Blitzkrieg for the ordinary soldier at the front, however, was not fitting this tidy conception of order and progress. At the end of this interminably long summer’s day Leutnant Haape was taxed by the grim task of providing assistance to the injured who had already fallen in the apparently faultless execution of the task. Progress at troop level was not so obvious. Faced now as a medical officer with the onerous task of clearing up the physical and psychological carnage, Haape felt exasperated, even indignant. He remonstrated:

 

‘In how many fields and woods and ditches were German soldiers dying, waiting for help that would not come – or that would be too late when it did arrive? Surely, I thought, the army could have made better arrangements to deal with the hellish mix of confusion, terror and despair that was left behind by the relentless forward march of our storm troops. The organisation of the fighting troops and the paraphernalia of war seemed to have been worked out with amazing precision, but there appeared to have been a criminal disregard of the necessities behind front line troops. Surely it would even have been better to advance more slowly if it would have given us time to find and treat our wounded and bury our dead.’
(9)

 

The victors had suffered in the process. Even less compassion was expended on the vanquished as the first 24 hours of a conflict that was to last nearly four years drew to a close.

 
Chapter 6
Waiting for news

‘Bets have already been made, not on the outcome of the war, but on the date it will end.’

Secret SS report

 

The home fronts… Victory will be ours! Germany

Outwardly, Sunday 22 June appeared a normal day in the Reich. Some 95,000 voices roared appreciation at a thrilling football cup final being played out at the Berlin Olympic Stadium. Many Germans, ignoring the distraction of world events, immersed themselves in an exciting game of football, the highlights of which were replayed in German cinemas the following week. Rapid Wien, the first
Ostmark
(non-German) team to play in a German final since the Austrian
Anschluss,
met the defending champions and favourites FC Schalke 04. The German team, leading 3–0 at the 70-minute point, lost 3–4 in the final few minutes to a suddenly resurgent Austrian team. It was a breathtaking performance and totally unexpected result. National reverses in wartime had been rare until now. Theirs was different.
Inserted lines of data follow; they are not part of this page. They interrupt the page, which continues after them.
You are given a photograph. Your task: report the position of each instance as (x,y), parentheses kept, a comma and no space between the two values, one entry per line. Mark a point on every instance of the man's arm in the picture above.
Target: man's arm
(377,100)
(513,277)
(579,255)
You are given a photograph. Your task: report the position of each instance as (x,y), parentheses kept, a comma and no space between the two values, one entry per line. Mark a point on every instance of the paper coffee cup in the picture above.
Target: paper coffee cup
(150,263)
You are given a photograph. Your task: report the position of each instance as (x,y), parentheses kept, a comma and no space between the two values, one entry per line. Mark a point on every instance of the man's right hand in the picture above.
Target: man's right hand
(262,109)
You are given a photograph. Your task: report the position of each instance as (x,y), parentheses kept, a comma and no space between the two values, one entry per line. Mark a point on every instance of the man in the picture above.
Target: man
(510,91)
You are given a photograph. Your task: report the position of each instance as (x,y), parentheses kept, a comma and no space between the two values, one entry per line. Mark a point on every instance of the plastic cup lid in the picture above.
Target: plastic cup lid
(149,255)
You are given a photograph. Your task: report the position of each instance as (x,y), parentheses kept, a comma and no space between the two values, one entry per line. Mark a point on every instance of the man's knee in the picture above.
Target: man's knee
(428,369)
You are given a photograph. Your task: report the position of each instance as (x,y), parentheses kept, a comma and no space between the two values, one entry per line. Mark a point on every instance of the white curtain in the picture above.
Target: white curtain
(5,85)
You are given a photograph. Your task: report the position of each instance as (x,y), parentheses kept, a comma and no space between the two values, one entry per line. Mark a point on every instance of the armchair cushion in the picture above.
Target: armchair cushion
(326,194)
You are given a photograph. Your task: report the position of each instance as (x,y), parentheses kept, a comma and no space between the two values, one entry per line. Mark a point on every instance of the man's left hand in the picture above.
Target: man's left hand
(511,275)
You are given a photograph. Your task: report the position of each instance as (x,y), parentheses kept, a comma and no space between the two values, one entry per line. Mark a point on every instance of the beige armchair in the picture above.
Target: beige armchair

Reportage of sporting conflicts was preferable to listening to the depressing news broadcast across the Reich hours before. Goebbels’ radio speech shocked the German nation. One housewife in Hausberge Porta wrote:

 

‘Ja, and then I switched on the radio and heard – “the most recent news report from the Eastern Front” – and joined the ranks of those already deeply disturbed in Germany. Turning on the radio early this morning and completely unprepared to listen to the Führer’s proclamation left me totally speechless.’
(1)

 

Another gentleman, Herr F. M. living in Neuwied declared:

 

‘When I heard the National Anthem played with Goebbels on the radio this morning I thought some good news was going to be reported. But, on the contrary, it was the opposite … Now one can understand the previously incomprehensible – why the army was in the East. Both of us will face some different weeks. You soldiers will have to fight and hold while we at home need to wait and hope. Once again we live in troublesome and uncertain times.’
(2)

 

Distractions beyond football matches were concentrating minds. Charlotte von der Schulenburg’s husband, already at the front, had left her alone at home with four young children, aged between four months and six years old to support. Domestic pressures were building up. She pointed out:

 

‘One must remember in those days that people needed ration and clothing cards. It was already becoming a problem. There were only a few vegetables and a little fruit, and that was already coming from the garden.’